Now this sneaky little fucker may look absolutely adorable to all of you newbies out there. Look, you can do this!

Code: Select all

Vector2 vec = vec1 + vec2 + vec3 + vec4;

It looks like real math and shit, brah!

But what you don't realize is the completely unnecessary run-time overhead you just introduced just so you can do cute shit like that. If you notice, the overloaded '+' operator is actually returning a temporary object by value. For every addition you make, you have just created a new, temporary variable that must be stored intermediately on the stack by the compiler. For the above code, you created and initialized 3 temporary variables on the stack behind the scenes just in that one line! Absolutely unjustifiable for a math class like that. Note: Actual overhead from that statement may vary slightly based on how smart your compiler is, but it's still not justifiable.

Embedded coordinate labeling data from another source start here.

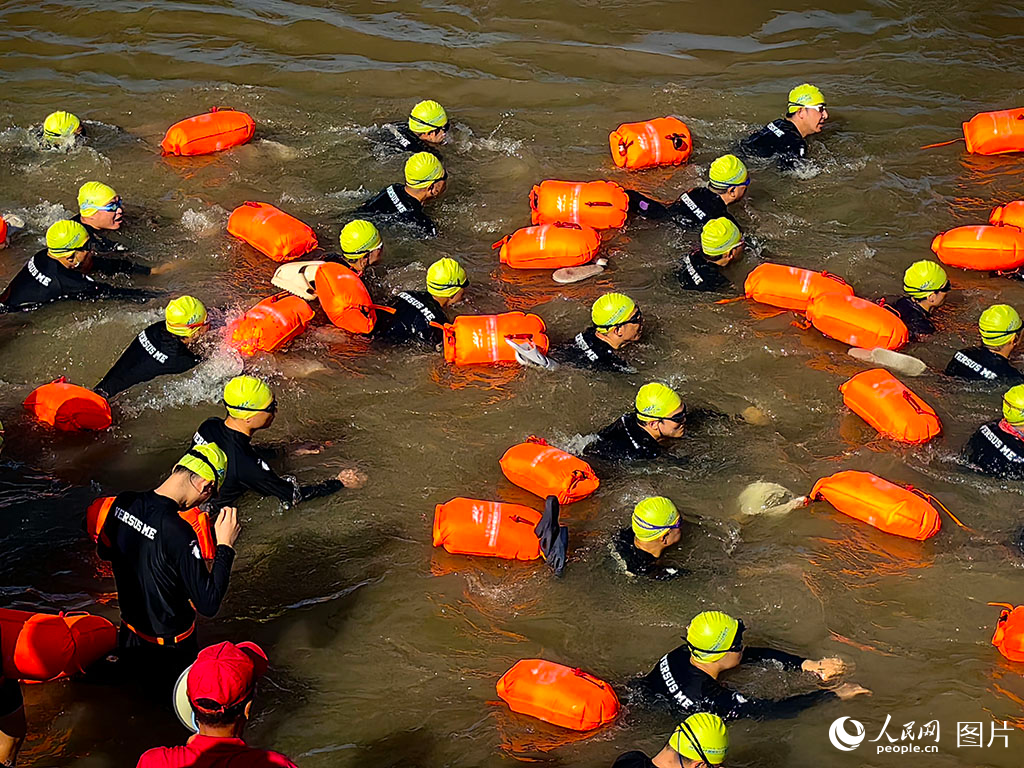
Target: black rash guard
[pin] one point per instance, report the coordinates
(981, 364)
(414, 311)
(692, 690)
(592, 353)
(43, 280)
(394, 201)
(160, 573)
(247, 471)
(996, 450)
(156, 351)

The most efficient way to do that is definitely C-style:

Code: Select all

inline void Vec2Add(Vector2 *const dest, const Vector2 *const src1, const Vector2 *const src2) {
    dest->_x = src1->_x + src2->_x;
    dest->_y = src1->_y + src2->_y;
}

There is no intermediate value created on the stack and copied over to the destination. Everything is now stored directly into the destination object. Your pretty little (inefficient as shit) line of code would become:

Code: Select all

Vector2 vec;
Vec2Add(&vec, &vec1, &vec2);
Vec2Add(&vec, &vec, &vec3);
Vec2Add(&vec, &vec, &vec4);

Uglier? Yes. But that's the trade-off if you want performance.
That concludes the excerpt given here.